To examine the biological basis of hypoxia imaging, we are using a novel model system with a hypoxia-induced molecular switch. Specifically, R3327 AT Dunning rat prostate cancer cells have been transduced with a reporter gene construct tkeGFP (the herpes simplex virus 1 thymidine kinase HSV1:tk fused with the enhanced green fluorescent protein eGFP) under the regulation of the hypoxia responsive element (HRE). In the derived clonal cell lines, the stabilization and upregulation of the hypoxia inducible factor 1 alpha (HIF-1a) by tumor hypoxia and the transactivation of the HRE by HIF-1a, provide the molecular switch for activating the downstream genes.
In transplanted tumors/xenografts using these cell lines, the “switching-on” of the reporter gene will be visualized by nuclear imaging techniques, noninvasively with PET and invasively with digital autoradiography of tumor sections, using the positron-emitting tracers 124I-FIAU or 18F-FEAU. Fluorescence microscopy of tumor sections can be performed to image the distribution of endogenous and exogenous hypoxia markers, e.g., HIF-1α, Ca9, VEGF, pimonidazole, and EF5. With this approach, the initial molecular events and its spatial distribution, induced by hypoxia, can be determined experimentally and compared with similar determination of phenomena associated with tumor hypoxia, i.e., expression of downstream genes and trapping of exogenous markers.
These tumor models serve as valuable tools for evaluating the use of promising PET tracers for noninvasive imaging hypoxia; and we are studying 18F-FMISO, 124I-IAZG and 18F-EF5. For such evaluation, microPET images of the endogeneous reporter system are obtained with either 18F-FEAU or 124I-FIAU and compared with similar images obtained with each of the 3 exogenous tumor hypoxia imaging agents mentioned above.
As a reference, pO2 probe measurements will be performed with the Oxylite and Eppendorf Hypoximeter systems.

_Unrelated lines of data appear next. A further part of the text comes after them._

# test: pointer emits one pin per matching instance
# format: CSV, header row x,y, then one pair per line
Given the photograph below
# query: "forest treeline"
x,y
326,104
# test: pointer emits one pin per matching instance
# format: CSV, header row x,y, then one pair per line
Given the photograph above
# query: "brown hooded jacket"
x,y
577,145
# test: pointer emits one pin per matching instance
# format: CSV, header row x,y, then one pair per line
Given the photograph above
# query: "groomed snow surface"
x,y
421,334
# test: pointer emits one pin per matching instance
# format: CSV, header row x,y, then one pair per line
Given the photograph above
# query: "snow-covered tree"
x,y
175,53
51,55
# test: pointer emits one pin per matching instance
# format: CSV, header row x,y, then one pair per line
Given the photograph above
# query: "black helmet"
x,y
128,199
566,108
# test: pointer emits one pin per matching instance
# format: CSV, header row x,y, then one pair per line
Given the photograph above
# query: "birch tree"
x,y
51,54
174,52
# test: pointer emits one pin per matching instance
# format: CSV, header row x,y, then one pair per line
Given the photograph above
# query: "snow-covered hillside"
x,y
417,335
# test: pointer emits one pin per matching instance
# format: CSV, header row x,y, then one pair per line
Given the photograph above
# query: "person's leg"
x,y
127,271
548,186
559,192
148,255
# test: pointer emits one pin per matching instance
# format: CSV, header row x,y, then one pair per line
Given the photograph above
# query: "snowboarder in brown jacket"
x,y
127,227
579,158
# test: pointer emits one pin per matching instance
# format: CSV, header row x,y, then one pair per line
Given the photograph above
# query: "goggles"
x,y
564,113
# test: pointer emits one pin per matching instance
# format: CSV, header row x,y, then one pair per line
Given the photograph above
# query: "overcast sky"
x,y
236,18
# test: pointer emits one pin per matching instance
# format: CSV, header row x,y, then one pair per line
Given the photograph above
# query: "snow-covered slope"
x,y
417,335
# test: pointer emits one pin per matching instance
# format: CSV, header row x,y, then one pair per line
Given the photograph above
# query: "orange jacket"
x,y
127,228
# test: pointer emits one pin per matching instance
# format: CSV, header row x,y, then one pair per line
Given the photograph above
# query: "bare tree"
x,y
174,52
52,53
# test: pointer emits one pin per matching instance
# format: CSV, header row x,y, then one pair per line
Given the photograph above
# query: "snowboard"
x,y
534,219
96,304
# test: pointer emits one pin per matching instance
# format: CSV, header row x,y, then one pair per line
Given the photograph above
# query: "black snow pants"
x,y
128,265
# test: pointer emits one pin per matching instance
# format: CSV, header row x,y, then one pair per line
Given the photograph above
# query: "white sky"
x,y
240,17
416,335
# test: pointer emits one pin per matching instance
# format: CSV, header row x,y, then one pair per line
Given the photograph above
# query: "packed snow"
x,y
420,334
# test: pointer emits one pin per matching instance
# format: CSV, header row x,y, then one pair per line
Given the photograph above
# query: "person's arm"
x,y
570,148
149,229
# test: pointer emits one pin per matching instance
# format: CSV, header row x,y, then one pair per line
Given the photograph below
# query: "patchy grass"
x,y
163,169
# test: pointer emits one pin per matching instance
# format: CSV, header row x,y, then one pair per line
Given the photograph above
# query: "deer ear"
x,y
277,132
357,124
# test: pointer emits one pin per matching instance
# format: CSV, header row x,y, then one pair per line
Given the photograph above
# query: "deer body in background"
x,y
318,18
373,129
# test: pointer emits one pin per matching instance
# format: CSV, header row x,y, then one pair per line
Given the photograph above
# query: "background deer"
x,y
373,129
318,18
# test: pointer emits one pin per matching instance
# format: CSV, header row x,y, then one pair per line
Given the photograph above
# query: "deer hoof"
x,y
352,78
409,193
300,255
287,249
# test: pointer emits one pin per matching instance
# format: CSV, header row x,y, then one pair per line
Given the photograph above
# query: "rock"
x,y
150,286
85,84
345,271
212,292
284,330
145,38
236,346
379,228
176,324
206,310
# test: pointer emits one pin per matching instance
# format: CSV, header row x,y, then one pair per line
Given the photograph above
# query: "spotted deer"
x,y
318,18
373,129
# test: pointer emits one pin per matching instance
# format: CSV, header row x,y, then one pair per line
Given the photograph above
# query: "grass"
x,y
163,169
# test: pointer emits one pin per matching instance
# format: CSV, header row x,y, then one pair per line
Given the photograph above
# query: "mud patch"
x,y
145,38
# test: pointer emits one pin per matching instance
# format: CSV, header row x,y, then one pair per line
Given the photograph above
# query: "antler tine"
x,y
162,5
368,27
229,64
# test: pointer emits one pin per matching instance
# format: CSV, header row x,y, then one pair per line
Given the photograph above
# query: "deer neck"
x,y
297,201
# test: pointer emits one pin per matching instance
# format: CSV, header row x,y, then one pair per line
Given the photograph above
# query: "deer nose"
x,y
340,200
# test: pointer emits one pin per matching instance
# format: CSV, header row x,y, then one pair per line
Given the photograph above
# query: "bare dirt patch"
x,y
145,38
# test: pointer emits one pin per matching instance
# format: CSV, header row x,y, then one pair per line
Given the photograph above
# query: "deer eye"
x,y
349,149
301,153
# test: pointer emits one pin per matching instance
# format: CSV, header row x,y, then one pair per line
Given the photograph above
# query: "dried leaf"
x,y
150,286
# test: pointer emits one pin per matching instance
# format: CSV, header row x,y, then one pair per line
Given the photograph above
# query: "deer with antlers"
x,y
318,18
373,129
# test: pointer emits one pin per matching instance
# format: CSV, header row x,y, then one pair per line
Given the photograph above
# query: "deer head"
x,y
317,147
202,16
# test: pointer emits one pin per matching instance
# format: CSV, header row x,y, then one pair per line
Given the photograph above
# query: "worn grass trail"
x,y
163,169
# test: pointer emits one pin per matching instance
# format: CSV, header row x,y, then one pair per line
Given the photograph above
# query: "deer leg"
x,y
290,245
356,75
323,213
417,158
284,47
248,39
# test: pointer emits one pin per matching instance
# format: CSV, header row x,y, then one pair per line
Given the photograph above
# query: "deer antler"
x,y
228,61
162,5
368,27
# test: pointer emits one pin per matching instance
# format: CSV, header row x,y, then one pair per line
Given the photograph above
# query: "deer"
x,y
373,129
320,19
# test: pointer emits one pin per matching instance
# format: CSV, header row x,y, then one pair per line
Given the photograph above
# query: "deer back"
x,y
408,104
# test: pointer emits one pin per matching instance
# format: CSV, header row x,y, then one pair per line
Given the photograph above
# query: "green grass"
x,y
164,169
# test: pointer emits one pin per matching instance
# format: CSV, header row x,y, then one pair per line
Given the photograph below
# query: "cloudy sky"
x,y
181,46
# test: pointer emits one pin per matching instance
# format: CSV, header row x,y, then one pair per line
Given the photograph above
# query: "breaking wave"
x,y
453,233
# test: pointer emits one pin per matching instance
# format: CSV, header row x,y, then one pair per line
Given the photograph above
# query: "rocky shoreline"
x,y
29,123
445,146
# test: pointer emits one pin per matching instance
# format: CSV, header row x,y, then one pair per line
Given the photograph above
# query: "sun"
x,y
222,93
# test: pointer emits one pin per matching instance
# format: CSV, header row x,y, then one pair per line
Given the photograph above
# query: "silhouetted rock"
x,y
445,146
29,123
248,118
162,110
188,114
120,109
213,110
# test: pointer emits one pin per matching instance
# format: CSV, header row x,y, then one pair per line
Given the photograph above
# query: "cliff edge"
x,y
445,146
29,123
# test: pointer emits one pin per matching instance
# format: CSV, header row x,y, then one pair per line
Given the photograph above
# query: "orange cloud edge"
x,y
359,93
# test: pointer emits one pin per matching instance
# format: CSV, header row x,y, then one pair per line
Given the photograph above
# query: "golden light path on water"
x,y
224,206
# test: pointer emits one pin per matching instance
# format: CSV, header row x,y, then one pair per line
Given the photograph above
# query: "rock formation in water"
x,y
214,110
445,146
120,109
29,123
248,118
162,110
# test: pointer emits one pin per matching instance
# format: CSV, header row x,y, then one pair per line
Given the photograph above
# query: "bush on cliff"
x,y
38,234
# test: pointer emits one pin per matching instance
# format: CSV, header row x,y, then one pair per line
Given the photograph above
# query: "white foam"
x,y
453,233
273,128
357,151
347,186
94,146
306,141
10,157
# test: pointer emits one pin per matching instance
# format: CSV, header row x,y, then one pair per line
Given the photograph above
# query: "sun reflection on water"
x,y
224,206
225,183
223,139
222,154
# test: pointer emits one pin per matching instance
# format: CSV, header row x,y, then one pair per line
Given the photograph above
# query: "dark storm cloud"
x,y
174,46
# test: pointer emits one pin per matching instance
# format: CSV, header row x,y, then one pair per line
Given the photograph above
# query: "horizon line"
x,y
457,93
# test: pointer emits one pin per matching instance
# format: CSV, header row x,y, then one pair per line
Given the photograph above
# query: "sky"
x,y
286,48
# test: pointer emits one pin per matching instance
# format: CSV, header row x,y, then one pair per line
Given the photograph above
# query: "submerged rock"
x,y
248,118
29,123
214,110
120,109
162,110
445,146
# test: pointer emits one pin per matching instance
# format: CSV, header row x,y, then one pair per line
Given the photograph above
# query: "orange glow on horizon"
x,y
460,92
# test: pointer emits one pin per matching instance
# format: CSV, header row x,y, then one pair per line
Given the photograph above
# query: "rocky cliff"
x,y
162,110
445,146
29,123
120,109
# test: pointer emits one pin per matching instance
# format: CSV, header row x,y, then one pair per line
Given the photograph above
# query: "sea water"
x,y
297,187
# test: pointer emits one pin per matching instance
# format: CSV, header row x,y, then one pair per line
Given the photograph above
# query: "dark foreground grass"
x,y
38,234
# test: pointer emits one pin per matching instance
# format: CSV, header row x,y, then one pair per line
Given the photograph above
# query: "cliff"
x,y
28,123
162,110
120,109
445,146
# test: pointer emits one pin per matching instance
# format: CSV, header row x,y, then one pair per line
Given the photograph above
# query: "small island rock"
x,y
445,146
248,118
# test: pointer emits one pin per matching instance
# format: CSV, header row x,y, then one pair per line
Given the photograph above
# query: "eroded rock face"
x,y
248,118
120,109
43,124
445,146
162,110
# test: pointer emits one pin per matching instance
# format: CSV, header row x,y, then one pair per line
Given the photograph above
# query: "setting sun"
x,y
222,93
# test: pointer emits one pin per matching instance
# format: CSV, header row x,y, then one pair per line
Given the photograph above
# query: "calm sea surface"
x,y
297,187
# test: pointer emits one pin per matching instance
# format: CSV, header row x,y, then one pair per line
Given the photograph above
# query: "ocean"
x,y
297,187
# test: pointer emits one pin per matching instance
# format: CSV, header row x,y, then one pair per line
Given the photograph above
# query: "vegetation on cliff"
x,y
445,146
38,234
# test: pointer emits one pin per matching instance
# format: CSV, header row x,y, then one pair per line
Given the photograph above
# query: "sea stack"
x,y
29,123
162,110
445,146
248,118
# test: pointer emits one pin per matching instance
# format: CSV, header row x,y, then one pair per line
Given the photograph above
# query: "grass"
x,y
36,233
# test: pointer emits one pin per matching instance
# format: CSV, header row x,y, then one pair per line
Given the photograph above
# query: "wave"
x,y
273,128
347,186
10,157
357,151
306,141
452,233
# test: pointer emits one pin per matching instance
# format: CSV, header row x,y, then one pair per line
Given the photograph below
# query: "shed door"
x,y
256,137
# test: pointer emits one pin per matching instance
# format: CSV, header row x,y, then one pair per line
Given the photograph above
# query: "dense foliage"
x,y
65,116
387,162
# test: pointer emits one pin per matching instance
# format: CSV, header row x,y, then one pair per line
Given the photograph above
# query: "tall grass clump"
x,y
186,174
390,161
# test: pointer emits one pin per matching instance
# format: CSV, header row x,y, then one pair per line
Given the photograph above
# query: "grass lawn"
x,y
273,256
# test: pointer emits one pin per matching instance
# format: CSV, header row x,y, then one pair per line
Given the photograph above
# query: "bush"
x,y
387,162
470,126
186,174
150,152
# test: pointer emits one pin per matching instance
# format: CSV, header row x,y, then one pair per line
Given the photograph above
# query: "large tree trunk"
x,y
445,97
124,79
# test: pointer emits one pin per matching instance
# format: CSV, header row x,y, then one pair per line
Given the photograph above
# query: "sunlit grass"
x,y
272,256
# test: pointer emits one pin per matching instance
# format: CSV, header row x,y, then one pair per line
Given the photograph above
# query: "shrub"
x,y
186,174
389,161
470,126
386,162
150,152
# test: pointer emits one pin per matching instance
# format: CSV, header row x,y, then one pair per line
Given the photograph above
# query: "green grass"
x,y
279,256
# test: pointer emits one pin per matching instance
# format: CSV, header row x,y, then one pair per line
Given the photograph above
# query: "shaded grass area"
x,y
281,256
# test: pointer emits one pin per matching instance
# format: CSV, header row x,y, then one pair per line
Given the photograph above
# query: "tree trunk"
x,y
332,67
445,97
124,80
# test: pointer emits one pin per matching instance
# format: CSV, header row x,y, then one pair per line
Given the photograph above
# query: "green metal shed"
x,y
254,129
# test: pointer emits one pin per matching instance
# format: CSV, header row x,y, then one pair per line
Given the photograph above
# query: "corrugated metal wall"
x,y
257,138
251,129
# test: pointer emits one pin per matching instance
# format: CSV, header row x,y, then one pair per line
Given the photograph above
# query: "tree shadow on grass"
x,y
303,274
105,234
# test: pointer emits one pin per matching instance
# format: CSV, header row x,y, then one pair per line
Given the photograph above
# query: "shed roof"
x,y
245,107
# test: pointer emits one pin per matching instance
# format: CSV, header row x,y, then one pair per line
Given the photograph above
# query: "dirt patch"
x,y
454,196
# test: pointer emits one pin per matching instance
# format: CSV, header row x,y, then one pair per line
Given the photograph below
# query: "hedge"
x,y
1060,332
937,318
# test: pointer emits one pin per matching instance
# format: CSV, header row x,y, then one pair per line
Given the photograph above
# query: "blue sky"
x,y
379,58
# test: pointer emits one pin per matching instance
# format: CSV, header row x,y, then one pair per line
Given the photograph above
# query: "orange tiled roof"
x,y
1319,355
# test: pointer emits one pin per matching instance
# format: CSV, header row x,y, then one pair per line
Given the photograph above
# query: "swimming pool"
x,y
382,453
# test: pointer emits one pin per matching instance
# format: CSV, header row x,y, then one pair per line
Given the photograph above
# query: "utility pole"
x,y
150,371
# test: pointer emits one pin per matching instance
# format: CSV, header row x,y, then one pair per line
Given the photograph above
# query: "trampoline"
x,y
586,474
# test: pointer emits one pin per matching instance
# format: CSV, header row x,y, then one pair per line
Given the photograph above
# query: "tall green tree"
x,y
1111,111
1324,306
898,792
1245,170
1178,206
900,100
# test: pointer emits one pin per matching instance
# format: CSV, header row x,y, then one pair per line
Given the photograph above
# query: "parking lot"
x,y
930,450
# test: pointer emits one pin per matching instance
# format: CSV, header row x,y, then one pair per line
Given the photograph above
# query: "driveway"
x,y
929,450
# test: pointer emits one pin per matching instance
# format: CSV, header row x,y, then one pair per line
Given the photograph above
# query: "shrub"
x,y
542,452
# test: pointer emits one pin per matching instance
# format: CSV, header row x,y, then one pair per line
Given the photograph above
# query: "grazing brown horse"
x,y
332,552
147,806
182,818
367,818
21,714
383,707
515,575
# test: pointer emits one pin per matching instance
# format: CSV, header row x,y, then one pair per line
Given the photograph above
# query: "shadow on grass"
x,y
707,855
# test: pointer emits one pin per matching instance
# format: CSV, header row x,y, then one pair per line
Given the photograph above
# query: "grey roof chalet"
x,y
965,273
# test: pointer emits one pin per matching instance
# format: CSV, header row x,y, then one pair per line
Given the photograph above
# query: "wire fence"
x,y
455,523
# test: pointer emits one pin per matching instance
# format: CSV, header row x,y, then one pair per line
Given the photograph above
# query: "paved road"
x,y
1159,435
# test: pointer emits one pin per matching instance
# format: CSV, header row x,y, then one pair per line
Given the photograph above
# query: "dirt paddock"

These measurements will be image-guided, and the data will therefore be spatially correlated with the microPET images, using a stereotactic marker template system that permits multimodality image registration and image-guided placement of probes and needles. In pilot studies, we have successfully used this system for image-guided pO2 measurement using the Oxylite probe.
The xenograft models with the hypoxia-inducible reporter gene and microPET imaging provide unique opportunities to study changes in tumor hypoxia. For example, we shall study the dynamics of tumor hypoxia in xenograft models using repeated 18F-FEAU / microPET imaging. In addition, the alteration of tumor hypoxia, due to intervention such as carbogen or hyperbaric oxygen, breathing will be similarly evaluated. Also, we plan to assess radiosensitivity in regions of high- and low-tumor hypoxia, based on the radiation response assay of histone cluster γH2AX analysis. Radioresponse assessment will be compared with microPET or digital autoradiographic images of the same sections.
In collaboration with Dr. Jason Koutcher and his nuclear magnetic resonance (NMR) laboratory, we shall perform multimodality tumor hypoxia imaging to compare NMR with nuclear imaging approaches in yielding information on tumor hypoxia, using the tumor model described above. The NMR methods will include dynamic contrast enhanced magnetic resonance imaging (DCE-MRI), blood oxygen level dependent (BOLD) and FLOOD T2* imaging, and the measurement of lactate. Although the images obtained are not of hypoxia per se, they are surrogates of it and may provide valuable information of the pO2 status of the tumor. To facilitate registration between the NMR and μPET images, NMR imaging will be carried out using the stereotactic marker template previously described.